Chapter 11
Iris
Alexandra Drummond's strategy is to play the silence game. Say nothing. Let the video I recorded do its job. Let people think whatever they want.
Meanwhile, Paula is still my partner in public so the press doesn't know what to believe. The idea is to turn a lie into a half-truth that nobody can fully tear apart.
It's brilliant in a slightly twisted way. It's also exhausting. Though it's easy to pretend to be someone's partner when you've been sleeping in their bed for two nights. No sex, but not exactly zero contact either.
After the game, reporters won't let up. Over and over.
“Iris, can you confirm whether your partner is security personnel hired by the club?”
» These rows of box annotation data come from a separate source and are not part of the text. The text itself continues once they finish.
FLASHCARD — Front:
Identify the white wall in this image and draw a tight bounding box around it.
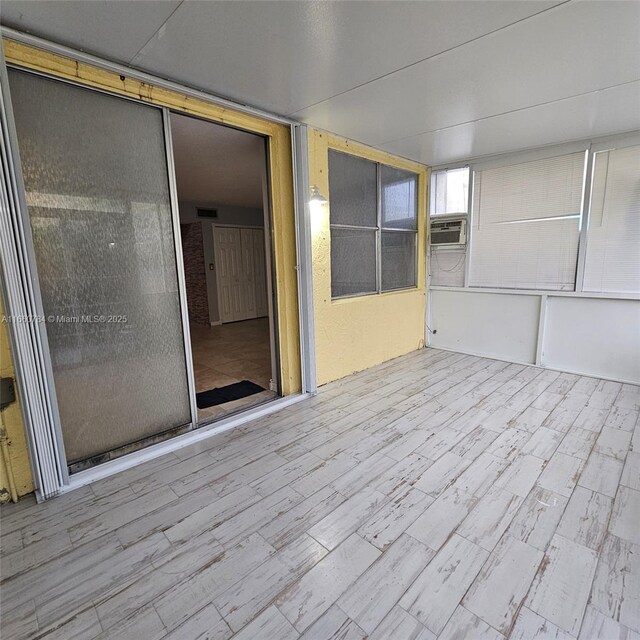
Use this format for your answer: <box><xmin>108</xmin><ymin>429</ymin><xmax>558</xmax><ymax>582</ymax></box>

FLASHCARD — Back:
<box><xmin>178</xmin><ymin>202</ymin><xmax>264</xmax><ymax>323</ymax></box>
<box><xmin>542</xmin><ymin>297</ymin><xmax>640</xmax><ymax>383</ymax></box>
<box><xmin>429</xmin><ymin>287</ymin><xmax>640</xmax><ymax>384</ymax></box>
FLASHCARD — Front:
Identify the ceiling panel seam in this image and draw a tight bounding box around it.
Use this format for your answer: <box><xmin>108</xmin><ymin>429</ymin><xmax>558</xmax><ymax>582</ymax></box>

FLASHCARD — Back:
<box><xmin>379</xmin><ymin>78</ymin><xmax>640</xmax><ymax>145</ymax></box>
<box><xmin>128</xmin><ymin>0</ymin><xmax>184</xmax><ymax>66</ymax></box>
<box><xmin>288</xmin><ymin>0</ymin><xmax>575</xmax><ymax>118</ymax></box>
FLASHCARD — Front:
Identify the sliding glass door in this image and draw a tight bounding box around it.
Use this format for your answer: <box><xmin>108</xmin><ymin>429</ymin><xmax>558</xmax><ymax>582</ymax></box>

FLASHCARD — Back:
<box><xmin>9</xmin><ymin>70</ymin><xmax>192</xmax><ymax>464</ymax></box>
“Iris, is there a threat?”
“Iris, who is @yoursecondskinseesyouforreal?”
I smile and answer with soccer.
“We won three to one. Does anyone want to talk about the goals? I've said what I had to say. If you don't want to talk about soccer, go watch the video again. It's free.”
The persistence of these people. They ask the same questions with different words like that's going to change my answer or trip me up.
With Paula, you never know. She's half bodyguard, half something else, because when she wraps her arm around my waist or runs her hand down my back at night, I don't think that's in her company's handbook.
In the locker room, things are weird. I should talk to the girls, explain the situation, but what do I say?
Paula started as my bodyguard, that's crystal clear.
Right now, I don't even know what she is.
A friend? A woman I sleep next to every night who strokes my back but doesn't make love to me? The whole thing is bizarre.
At least the mole inside the club didn't take long to find. An accountant who stumbled onto the information through a screw-up at the security firm. A freak accident that turned my life upside down, because nothing has been normal since. He got fired, but the damage is done.
“I need to go out,” I blurt the second I see Paula after the game.
“No.”
“Come on, Paula, you've got me living like a hermit. Club to home, home to club. I'm used to going out at night. I promise I won't drink. Okay, I won't drink too much. Nothing's going to happen to me, plus you're coming with me. We'll have a good time, trust me,” I say with a wink.
“It's better if we don't,” she says.
“Listen. That psycho is going to keep writing garbage until someone catches him. I'd rather he didn't, but I'm not going to sit locked up until this is over, because I'm losing my mind. If I hide, he wins. If I stop being me, he wins. I won't give him that. Besides, the risk is mine.”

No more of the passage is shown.